Election bill ill-conceived

SOME members of the Ohio General Assembly are so eager to punish political enemies that the legislature is about to make a serious step backward in state election procedure.

A bill greased for quick action before the Senate and House includes an identification requirement that will make it harder for some voters to cast ballots in coming elections.

The ostensible reason for the action is voter fraud, even though lawmakers cannot cite any actual cases of voters attempting to vote illegally in Ohio. That's because fraud has never been a problem.

The fast-track legislation would require voters to show a photo identification card, such as a driver's license, or some other document - perhaps a utility bill, bank statement, or paycheck - with their name and current address.

Under current law, all a voter has to do is sign the poll book. If the signature matches the one on file with the board of elections, the person may vote. Generations of Ohioans have voted on their signatures, and there is no legitimate reason to change the law now.

The obvious problem with an identification requirement is that it excludes elderly and poor voters who do not have photo IDs and may not have any of those other documents, even though they are properly registered. Even homeless people may not be denied the right to vote.

Identification requirements are little more than the modern-day equivalent of poll taxes and literacy tests, which once were employed in some states to keep poor, black citizens from voting.

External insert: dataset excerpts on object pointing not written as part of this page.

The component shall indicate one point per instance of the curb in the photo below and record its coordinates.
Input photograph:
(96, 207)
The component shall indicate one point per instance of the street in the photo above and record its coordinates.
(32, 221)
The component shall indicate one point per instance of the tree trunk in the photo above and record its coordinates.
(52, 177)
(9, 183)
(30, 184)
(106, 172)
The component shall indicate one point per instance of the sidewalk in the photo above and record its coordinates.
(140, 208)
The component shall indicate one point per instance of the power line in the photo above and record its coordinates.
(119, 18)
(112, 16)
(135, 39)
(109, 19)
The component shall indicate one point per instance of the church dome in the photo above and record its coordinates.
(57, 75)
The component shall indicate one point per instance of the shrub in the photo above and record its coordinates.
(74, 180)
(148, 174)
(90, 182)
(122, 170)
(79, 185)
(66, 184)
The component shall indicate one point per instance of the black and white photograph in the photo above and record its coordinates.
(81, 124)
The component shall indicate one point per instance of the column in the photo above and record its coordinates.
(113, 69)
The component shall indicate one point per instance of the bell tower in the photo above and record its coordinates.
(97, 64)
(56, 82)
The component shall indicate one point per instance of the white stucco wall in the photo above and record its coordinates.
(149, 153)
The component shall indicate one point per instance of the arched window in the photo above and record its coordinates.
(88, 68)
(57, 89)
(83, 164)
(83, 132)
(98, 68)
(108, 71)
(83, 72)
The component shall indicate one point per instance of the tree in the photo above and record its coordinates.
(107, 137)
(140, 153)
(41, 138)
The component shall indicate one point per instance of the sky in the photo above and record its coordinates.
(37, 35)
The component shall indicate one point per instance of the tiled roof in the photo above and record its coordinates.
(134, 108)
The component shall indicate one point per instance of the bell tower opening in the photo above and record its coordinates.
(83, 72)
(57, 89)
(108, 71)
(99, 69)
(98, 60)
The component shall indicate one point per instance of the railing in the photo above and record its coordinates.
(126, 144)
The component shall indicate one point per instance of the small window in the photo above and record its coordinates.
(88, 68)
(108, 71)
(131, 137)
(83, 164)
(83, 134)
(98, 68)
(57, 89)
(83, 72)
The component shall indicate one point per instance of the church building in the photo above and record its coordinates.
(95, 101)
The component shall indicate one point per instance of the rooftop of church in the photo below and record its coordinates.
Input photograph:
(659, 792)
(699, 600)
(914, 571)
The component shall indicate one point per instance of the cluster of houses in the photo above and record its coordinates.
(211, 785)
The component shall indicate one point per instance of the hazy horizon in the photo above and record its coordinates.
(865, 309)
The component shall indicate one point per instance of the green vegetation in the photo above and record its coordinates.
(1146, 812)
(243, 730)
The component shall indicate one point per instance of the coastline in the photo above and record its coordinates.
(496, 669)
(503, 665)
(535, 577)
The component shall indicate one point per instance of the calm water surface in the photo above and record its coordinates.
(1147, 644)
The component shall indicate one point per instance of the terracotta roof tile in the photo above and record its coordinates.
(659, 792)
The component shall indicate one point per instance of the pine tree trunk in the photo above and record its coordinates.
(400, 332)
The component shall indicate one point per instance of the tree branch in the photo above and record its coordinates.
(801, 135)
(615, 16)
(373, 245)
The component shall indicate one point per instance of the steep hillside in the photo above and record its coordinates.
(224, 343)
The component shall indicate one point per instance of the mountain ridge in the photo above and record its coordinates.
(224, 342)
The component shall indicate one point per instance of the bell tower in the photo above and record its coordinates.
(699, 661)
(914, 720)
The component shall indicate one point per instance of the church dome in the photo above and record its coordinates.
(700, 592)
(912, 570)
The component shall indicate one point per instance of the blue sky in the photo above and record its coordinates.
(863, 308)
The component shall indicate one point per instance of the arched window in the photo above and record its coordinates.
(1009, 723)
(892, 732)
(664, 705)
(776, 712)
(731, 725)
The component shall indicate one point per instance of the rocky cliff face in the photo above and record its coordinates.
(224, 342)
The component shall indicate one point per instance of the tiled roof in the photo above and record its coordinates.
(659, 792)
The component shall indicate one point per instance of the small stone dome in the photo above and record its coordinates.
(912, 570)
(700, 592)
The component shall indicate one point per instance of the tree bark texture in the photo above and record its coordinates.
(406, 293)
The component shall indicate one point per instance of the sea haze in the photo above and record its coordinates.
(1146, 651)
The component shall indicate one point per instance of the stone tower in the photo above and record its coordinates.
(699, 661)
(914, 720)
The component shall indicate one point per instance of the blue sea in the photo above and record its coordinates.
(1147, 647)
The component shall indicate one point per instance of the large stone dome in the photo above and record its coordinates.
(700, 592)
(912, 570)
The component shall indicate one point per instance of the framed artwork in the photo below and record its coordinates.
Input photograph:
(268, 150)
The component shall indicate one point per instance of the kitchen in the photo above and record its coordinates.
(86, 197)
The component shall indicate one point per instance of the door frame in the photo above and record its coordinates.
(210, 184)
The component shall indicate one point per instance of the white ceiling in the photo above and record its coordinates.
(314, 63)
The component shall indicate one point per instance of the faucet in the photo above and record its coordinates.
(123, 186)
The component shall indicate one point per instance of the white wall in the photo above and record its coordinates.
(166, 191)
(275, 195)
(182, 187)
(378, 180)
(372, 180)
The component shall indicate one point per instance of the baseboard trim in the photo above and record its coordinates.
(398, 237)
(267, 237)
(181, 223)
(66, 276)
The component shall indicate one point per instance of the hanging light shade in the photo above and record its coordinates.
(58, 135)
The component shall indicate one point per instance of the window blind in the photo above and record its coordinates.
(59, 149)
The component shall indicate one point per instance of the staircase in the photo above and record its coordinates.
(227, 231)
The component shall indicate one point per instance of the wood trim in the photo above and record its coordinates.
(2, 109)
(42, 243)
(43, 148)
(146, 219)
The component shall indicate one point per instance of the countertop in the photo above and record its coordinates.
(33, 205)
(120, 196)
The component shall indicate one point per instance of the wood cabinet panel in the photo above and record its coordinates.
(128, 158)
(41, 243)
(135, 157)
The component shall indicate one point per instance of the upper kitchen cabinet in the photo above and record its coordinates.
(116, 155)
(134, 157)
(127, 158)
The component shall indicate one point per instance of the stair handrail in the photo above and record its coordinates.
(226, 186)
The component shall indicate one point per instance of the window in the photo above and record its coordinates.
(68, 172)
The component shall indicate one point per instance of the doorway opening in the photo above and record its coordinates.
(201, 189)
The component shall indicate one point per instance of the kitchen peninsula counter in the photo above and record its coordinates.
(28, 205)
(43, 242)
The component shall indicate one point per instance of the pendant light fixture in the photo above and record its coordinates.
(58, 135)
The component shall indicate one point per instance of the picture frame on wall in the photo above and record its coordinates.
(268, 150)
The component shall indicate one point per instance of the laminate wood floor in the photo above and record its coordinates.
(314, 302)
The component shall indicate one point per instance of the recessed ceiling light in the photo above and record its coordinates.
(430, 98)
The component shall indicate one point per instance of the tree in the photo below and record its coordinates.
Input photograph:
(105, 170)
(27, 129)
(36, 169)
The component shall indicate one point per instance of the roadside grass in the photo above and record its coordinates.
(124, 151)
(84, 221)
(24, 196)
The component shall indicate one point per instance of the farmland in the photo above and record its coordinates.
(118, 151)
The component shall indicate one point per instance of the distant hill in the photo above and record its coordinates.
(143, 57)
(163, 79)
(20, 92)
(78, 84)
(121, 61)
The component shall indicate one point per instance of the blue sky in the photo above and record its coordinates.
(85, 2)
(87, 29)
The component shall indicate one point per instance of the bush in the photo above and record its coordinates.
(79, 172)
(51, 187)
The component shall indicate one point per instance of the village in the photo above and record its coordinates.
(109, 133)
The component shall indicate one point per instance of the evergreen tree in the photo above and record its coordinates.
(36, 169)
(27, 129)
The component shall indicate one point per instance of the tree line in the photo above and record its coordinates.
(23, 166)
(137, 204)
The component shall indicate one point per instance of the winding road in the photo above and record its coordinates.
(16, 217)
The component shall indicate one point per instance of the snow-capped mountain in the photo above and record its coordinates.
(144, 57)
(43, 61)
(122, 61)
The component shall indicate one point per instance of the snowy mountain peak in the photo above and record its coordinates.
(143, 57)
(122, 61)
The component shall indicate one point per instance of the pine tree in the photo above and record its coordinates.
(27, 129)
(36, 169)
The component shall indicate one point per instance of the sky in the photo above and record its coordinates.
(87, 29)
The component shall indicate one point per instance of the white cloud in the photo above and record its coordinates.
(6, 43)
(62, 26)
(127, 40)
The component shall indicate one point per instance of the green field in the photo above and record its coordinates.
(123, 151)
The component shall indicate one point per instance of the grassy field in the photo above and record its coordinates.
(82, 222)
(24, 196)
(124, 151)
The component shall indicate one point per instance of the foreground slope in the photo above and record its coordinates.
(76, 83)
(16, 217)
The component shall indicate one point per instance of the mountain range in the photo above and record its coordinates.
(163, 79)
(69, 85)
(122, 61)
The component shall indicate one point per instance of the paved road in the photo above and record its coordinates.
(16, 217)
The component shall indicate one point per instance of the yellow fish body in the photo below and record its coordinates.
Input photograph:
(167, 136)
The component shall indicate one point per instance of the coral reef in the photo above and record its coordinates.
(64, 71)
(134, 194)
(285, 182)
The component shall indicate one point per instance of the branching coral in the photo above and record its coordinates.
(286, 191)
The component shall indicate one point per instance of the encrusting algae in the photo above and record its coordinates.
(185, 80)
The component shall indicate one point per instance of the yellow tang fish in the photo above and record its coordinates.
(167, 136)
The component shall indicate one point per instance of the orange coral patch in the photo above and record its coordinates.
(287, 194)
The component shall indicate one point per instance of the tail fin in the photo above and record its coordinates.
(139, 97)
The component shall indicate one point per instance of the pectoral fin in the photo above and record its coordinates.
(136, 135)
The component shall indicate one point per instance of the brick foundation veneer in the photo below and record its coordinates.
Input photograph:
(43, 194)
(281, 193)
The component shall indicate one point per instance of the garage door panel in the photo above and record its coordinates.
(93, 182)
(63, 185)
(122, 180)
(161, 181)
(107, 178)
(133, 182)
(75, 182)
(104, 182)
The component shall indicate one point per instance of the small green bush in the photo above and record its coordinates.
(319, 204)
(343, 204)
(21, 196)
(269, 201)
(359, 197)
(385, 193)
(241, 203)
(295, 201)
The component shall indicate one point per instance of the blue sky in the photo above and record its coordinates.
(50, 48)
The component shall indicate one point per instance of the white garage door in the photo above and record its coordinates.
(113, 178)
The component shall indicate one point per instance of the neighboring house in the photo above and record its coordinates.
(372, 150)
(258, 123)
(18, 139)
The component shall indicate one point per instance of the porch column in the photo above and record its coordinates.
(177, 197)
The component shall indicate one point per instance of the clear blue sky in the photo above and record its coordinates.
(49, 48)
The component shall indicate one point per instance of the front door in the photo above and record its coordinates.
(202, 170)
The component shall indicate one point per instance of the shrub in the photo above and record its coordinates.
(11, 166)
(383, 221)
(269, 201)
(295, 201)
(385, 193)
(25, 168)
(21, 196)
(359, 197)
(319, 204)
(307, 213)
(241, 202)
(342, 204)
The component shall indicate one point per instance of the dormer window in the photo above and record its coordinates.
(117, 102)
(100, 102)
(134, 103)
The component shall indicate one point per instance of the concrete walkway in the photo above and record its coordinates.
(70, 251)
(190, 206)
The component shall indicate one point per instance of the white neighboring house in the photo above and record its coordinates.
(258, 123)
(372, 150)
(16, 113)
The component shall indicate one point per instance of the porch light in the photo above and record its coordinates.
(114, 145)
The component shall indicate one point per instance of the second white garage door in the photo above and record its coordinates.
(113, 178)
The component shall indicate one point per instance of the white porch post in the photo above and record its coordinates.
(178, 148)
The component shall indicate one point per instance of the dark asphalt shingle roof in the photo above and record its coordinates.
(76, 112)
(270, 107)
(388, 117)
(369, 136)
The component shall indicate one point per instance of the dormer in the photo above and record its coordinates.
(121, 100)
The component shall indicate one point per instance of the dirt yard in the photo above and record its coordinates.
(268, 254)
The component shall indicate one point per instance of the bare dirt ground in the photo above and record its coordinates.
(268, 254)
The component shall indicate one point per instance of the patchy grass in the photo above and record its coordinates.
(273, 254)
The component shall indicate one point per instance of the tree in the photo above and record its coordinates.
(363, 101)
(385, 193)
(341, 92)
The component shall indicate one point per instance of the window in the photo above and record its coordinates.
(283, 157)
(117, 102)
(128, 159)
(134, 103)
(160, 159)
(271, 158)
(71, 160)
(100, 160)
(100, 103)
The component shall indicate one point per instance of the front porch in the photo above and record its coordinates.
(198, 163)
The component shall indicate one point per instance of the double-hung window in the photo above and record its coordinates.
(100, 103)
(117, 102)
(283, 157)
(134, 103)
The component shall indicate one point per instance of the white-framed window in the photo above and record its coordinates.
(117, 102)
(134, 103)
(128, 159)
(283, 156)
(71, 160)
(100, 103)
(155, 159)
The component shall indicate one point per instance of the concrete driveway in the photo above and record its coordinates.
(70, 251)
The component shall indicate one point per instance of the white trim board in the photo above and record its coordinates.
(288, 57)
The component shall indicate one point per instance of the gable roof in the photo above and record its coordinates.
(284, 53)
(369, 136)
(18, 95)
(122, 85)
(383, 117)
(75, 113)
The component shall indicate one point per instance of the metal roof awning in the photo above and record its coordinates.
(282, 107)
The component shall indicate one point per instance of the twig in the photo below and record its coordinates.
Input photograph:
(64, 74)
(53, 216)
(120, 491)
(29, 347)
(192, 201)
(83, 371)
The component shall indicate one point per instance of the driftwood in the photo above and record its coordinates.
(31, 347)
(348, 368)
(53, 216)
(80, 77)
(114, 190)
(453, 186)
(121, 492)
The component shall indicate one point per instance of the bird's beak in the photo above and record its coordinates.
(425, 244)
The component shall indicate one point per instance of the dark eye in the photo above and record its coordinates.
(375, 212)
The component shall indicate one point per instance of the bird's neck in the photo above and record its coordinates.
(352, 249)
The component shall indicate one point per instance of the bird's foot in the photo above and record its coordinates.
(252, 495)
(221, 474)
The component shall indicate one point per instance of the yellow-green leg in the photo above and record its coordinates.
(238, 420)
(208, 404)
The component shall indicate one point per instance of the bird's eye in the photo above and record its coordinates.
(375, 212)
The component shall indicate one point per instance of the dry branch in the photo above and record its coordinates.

In justifying the ID requirement, the only example of election fraud cited by the bill's sponsor, Sen. Kevin Coughlin, a Republican from Cuyahoga Falls, was the submission last year of faulty registrations bearing the names of cartoon characters and celebrities. Those registrations were easily weeded out by county election boards and did not result in any improper votes.

One reason for the rush job on the legislation was an attempt by Republican opponents of Secretary of State Ken Blackwell, a GOP gubernatorial candidate, to thwart passage of his tax limitation amendment in 2006. The bill contains a provision that would prohibit the secretary of state from being an official of an issue or candidate campaign, other than his own.

In any event, the election bill is being pushed through too quickly and has numerous other flaws, including new limits on advertising of ballot issues and a provision that would make it easier for township, county, and municipal elected officials to put the arm on their employees for campaign contributions.

As Peg Rosenfield, the veteran election specialist for the Ohio League of Women Voters, put it, "There's so much wrong with this bill that you don't know where to start. We want them not to rush this like they did campaign finance [legislation] but to sit down and go through this section by section and try to get it right."

That's sage advice. Lawmakers should follow it.